I'm very much open to other ideas on how to get us some forums which work.

At this point, I'm concerned that we're getting really rather close to Kickstart and the team leaders don't have accounts yet. That said, I also don't want to commit to an platform which means we can't make the forums work.

[trickeydan]

Have you tried running the mysql in a container? That would be the usual way to connect it to the phpbb container. You can then expose that server on the host to give services on the host access.

Raw docker isnt usually recommended without an orchestrator to handle things like updates. Usually you'd run everything in containers and use something like k8s to handle that. I don't think it's worth the effort to do that here.

Are the issues with a specific version of phpbb, or any version?

Alternatively, we could investigate alternative software options, such as Discourse, but I'm concerned about time constraints.

[PeterJCLaw]

Have you tried running the mysql in a container? That would be the usual way to connect it to the phpbb container. You can then expose that server on the host to Enel

Thanks for the suggestion. I did consider that approach, however if we were to follow down that route we'd need to end up essentially rebuilding a substantial portion of our stack in containers -- the forums need at least LDAP too and we have the same issue there. I've previously explored replicating our LDAP setup in containers in order to get CI around nemesis and spent several days failing to do so.

I'd therefore expect to spend at least the same again on the LDAP side, plus a similar amount of time as I have done so far on the forums (which are by no means themselves complete; there's at least another half day or so on things other than this connectivity issue), meaning this doesn't feel like a likely avenue of success.

That aside, containerising everything also introduces significant new complexity to our stack in terms of ongoing maintenance.

(Being forced to change our overall architecture to enable one piece of software feels like a very back to front way to do things.)

[PeterJCLaw]

Ok, I think I have a solution to the Docker networking shenanigans:

• configure the firewall to allow connections from docker0 to reach the host
• configure a port forward so that those connections appear to come from localhost

I've tested this using https://github.com/vinodpandey/python-port-forward and it works for the trivial case of poking a connection manually. That may not be how the port forward works in the final solution, but I'm happy it works.

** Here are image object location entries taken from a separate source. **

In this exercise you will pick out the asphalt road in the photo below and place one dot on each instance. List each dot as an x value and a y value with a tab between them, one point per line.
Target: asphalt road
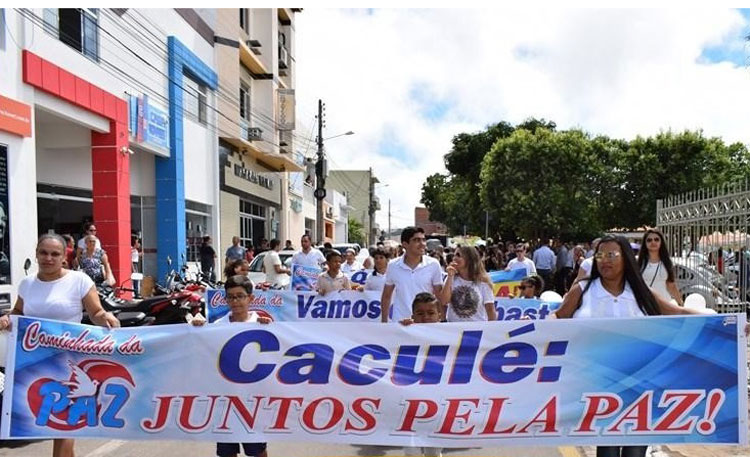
117	448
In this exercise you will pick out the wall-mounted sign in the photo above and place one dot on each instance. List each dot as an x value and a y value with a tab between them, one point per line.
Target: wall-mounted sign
15	117
148	124
286	109
254	177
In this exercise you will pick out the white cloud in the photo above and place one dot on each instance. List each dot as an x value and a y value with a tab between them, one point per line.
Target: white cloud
615	72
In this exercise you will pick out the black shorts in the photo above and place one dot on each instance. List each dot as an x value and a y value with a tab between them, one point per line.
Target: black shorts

This avoids needing to change the listen behaviour of the services. While it's still a bit of a hack, I'm now happy enough that this can be made to work reliably to call it a solution.

[PeterJCLaw]

Update: patience is now running (Fedora 30), though I've not sent out the team leader or mentor accounts. That will probably need to wait until tomorrow now.

[PeterJCLaw]

Progress on the forums: after some firewall munging, I have a somewhat working local config I believe I can reproduce. It's a lot more manual than I'd like and it's not complete, but will probably work.

[PeterJCLaw]

Ok, we're very nearly done here.

There's a bug in the container we're using (https://github.com/bitnami/bitnami-docker-phpbb/issues/54), which breaks the styling. I've got workarounds for that in PR (https://github.com/srobo/website/pull/178, https://github.com/srobo/reverse-proxy/pull/9).

I'm calling this done, but I'll keep the forums-specific task open until the styling PRs merge.